ROCKFORD, Ill. (WTVO) ─ Wednesday, the Centers for Disease Control and Prevention issued a new warning about COVID-19 antibody testing. The agency’s guidance says antibody tests, used to find out if people have been infected by COVID-19 in the past, might be wrong up to half the time.
“If you’re going to get antibody testing, you need to do it within the right amount of time to get an accurate result,” said SwedishAmerican Infection Prevention Specialist, Dr. Jennifer Kline.
According to health professionals, antibodies are produced between one to three weeks after infection.
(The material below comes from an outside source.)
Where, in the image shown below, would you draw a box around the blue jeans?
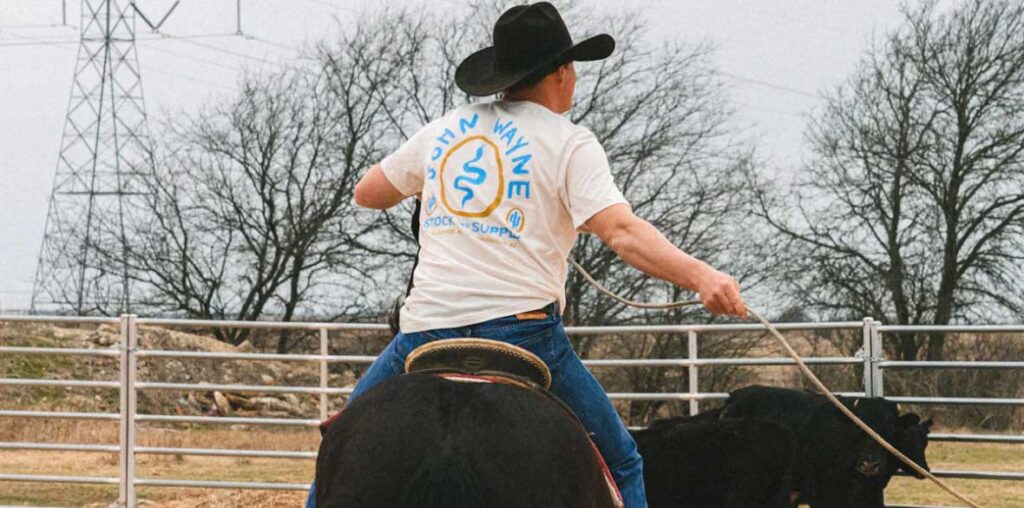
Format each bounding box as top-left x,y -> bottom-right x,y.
306,315 -> 647,508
“You have to really be tested during the time frame the antibodies would be produced. Some people don’t produce antibodies at all, even after they’ve had an infection,” said Dr. Kline. “if you had a different type of coronavirus, there are a few type of coronaviruses that have been around for several years that cause the common cold and sometimes, if you already have antibodies present for one of those coronaviruses, your test could be positive, but that doesn’t mean you have antibodies to COVID-19.”
Local health experts say, as time goes on, and more is learned about the virus, antibody testing can be improved.
“I’m expecting, anticipating, that the testing methodologies will improve as we go through this, including the diagnostic testing capabilities that we have,” said Winnebago County Health Department Director, Dr. Sandra Martell. “Antibody testing, right now, is very concerning and it should not give anyone a false reassurance if you test positive you’re protected and if you’re negative you don’t need to take the necessary precautions.”
Dr. Kline agrees.
“Having a positive antibody test doesn’t release you from having to follow infection prevention guidelines that are put out,” said Dr. Kline. “It doesn’t change the way you’d be treated for any other healthcare needs.”
Experts do agree that if your healthcare provider recommends you get an antibody test, you should do so.